Since its inception, tracheostomy has become one of the more frequently performed procedures in ICU care. It has been estimated that 15-20% of ICU patients undergo tracheostomy at some point during their clinical course. Tracheostomy offers several important advantages over endotracheal intubation. Over the years many technological advances have occurred both in terms of the procedure and the tracheostomy tube technology. In his article, Mr. Davies describes the types and incidences of complications in light of today’s technology and population distributions.
Ventilator-associated pneumonia (VAP) is defined as a lower respiratory tract infection occurring at least 2 days after beginning mechanical ventilation. The estimated associated mortality rate is 24% to 50%. Because VAP is prevalent in ICU patients on mechanical ventilation, numerous studies have been undertaken to determine ways to decrease its incidence. One area of study surrounds the utility of early tracheostomy as a deterrent to VAP. The association of tracheostomy with VAP, the benefits of an early tracesotomy is the purpose of Dr. Durbin’s review.
Tracheostomy is an intensive-care measure that requires specialized care and monitoring. Despite its potential for reducing ventilator-associated pneumonia, it has its own risks, which are minimized by careful attention to device and patient care.

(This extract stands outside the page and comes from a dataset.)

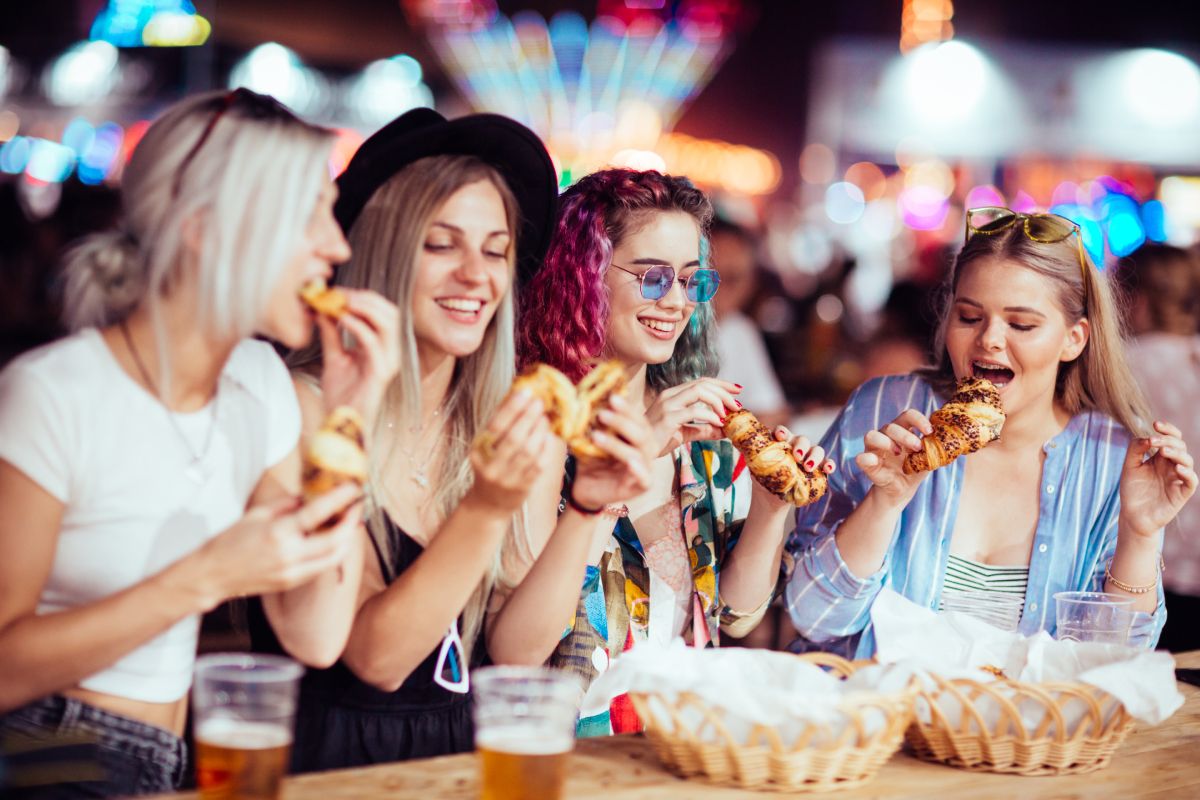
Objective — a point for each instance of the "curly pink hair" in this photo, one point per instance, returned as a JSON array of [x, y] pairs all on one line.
[[564, 307]]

In this issue of Perspectives, we have assembled a panel of experts to discuss trach care, strategies to minimize morbidity and mortality in this patient population, patient and family education, and decisions regarding weaning and decannulation. Differences in adult versus pediatric populations are also highlighted.

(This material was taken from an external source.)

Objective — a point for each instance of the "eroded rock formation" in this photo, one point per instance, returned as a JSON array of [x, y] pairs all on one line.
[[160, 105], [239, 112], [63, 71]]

The word obesity has its origins in the Latin language; it refers to the state of becoming “fattened by eating.” Obesity is a relatively common health condition, and its prevalence is increasing nationally and globally. Of all Americans between the ages of 26 and 75, 10 - 40% are obese, and nearly 5% are morbidly obese. The health consequences of obesity range from chronic conditions that reduce the general quality of life to a significantly increased risk of premature death. Along with other organs, the respiratory system is compromised by obesity. In their article, Gentile and Davies, discuss the many challenges to health professionals when caring for the respiratory needs of the obese, and how to reduce complications associated with their hospitalization. Critically ill morbidly obese patients are more likely to be intubated and remain intubated. They will stay in the ICU longer and are at risk for mortality during their stay when compared with their non-obese counterparts. In his article, Dr. Op’t Holt discusses the role of tracheostomy in the mechanically ventialted obese patient.